The staff at CPJ was relieved to hear that former CPJ Press Freedom Award winner Alexis Sinduhije was released from prison today. The former radio station director and veteran Burundian journalist was acquitted by a Bujumbura court after serving four months of a two and a half year jail sentence for “insulting the president.” A three-judge panel acquitted Sindhujie on Wednesday after ruling that the charges against him were unsubstantiated.
In December 2007, Sindhujie founded the opposition party Movement for Security and Development (MSD). Last November, police raided the MSD office and arrested the popular leader, who was a contender for next year’s elections along with 37 other party members. According to defense lawyer Prosper Niyoyankana, the arrest was purely political–the charges against Sindhujie stemmed from a document found in his office that allegedly insulted Burundi President Pierre Nkurunziza.

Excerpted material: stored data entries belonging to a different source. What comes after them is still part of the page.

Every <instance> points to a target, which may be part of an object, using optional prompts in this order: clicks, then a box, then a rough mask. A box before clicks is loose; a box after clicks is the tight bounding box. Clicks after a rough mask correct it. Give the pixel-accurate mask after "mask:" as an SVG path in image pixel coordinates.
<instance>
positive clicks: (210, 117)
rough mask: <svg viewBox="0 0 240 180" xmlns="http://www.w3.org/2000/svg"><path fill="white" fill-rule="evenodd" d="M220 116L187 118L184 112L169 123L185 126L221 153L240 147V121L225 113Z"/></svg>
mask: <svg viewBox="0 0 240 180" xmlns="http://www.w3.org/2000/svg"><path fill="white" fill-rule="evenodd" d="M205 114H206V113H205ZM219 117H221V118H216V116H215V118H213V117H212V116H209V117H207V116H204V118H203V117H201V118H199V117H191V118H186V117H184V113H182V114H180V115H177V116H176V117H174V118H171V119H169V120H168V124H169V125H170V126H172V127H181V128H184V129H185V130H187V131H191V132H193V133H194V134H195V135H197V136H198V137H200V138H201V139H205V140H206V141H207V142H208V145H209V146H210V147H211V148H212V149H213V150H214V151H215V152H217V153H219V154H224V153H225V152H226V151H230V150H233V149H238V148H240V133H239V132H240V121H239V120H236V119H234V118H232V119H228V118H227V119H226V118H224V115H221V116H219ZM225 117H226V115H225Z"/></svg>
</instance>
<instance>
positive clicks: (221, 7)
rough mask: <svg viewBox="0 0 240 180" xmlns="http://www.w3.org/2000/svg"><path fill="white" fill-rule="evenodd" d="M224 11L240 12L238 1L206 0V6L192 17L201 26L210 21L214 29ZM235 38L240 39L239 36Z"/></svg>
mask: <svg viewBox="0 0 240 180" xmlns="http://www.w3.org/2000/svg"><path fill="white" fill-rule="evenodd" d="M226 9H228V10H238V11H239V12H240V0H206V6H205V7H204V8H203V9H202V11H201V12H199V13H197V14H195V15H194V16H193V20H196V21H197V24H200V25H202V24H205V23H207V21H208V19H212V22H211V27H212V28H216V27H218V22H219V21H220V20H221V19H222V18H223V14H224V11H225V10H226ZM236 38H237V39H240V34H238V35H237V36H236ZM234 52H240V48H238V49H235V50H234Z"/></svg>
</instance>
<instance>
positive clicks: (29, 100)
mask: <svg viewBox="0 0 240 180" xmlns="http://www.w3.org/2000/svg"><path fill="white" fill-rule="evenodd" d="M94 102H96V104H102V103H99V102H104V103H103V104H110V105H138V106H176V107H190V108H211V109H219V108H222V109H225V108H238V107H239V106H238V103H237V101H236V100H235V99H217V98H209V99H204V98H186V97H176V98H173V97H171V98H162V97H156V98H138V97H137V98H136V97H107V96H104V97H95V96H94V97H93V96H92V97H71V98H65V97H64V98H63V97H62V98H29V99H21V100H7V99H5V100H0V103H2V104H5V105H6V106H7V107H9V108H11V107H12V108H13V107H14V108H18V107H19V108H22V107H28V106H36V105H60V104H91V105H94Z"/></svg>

Sindjujie is no novice to government repression. In 2001, he started Radio Publique Africaine (RPA), which quickly became the most popular station in the country because of its professional, critical reports. These same critical reports led to repeated closures and death threats directed at RPA staffers, and compelled Sindjujie to seek political asylum for his family in 2003.
In his days at RPA, Sindhujie purposely hired ex-combatants from both Tutsi and Hutu ethnicities to bridge ethnic tensions between citizens and heal rivalries after years of intermittent civil conflict. Eventually, the renowned investigative reporter reasoned that, after six years of speaking out about injustice, change was still not forthcoming to Burundi–after the country’s 2005 democratic elections, RPA was still reporting on cases of corruption and oppressive policies that had existed previously under the military regime. Sinduhije finally left journalism for politics. As a Tutsi who adopted a Hutu war orphan, Sinduhije incorporated the same principals of inter-ethnic harmony into the MSD party.
Given his popularity as a potential presidential contender, civil society in Burundi as well as international supporters extensively lobbied for his release. Last month, the Belgian Cooperation Minister Charles Michel called for his release, as well as that of two other detainees, to ensure that the upcoming elections would be free and fair.
One of the other detainees the minister mentioned was the editor of the online news Web site Net Press, Jean Claude Kavumbagu. Last August Kavumbagu was imprisoned on defamation charges after a report that claimed the president had spent US $90,000 on a trip to China during the Olympics. Burundian Minister of Communications Hafs Mossi told CPJ in December 2008 that Kavumbagu’s case would be “dealt with shortly.” It has now been 180 days, and Kavumbagu is still languishing in Mpimba Central Prison.